How can we afford to grow the pie?

Faster Loops

Originally written .
Last updated .
See bug list and revision history below.

Virtually all interesting data processing requires loops. Speed is a feature. Speed is valuable. The speed of loops can sometimes be improved by spatial data locality and by temporal locality. The difference is eminently practical. For example, Adam Drake achieved a speedup of factor 235 by leveraging locality. His simple trick seems to work, because his data fits in his laptop's RAM. Servers have a surprising amount of RAM nowadays.. Note, that it seems unlikely for this trick to work on unbounded data, because storing data requires physical space. This in turn, implies a lower bound on the minimum distance and therefore, a minimum bound on the achievable latency and locality.

Repeated computations, meaning loops, can be implemented in many different technical ways, for example recursion, recursion-trampolines or iteration. Recursion saves state on something known as the call-stack. Trampolines put function objects onto something known as the heap as opposed to the call-stack. Well-designed iteration only touches the heap and conceptually avoids the additional function objects that trampolines require.

This sounds like iteration looks preferable from this angle. One solution to transform recursion into iteration is kown as tail-call optimization (TCO) or tail-call elimination. Some programming languages implement TCO, however, JavaScript de-facto has no tail-call optimization. And de-facto standards seem to be the most effective and most impactful standards. They are observed in the real world.

Another way of implementing loops iteratively is pipelining. With caches and prefetchers modern CPUs seem to be amenable to this approach.

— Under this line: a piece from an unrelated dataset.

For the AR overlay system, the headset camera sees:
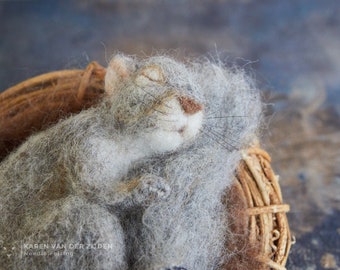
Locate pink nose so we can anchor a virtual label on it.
[178,97,203,115]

Pipelining loops takes Adam Drake's trick one step further by folding his chain of command line tools into one programming language subroutine or function. This folds them into a single operating system process. In contrast, unix shell pipelines involve multiple unix processes and system call overhead for communicating between them. This overhead may hamper data locality. The speedup comes from limiting indirection. See also discussions on token-threading vs. subroutine-threading.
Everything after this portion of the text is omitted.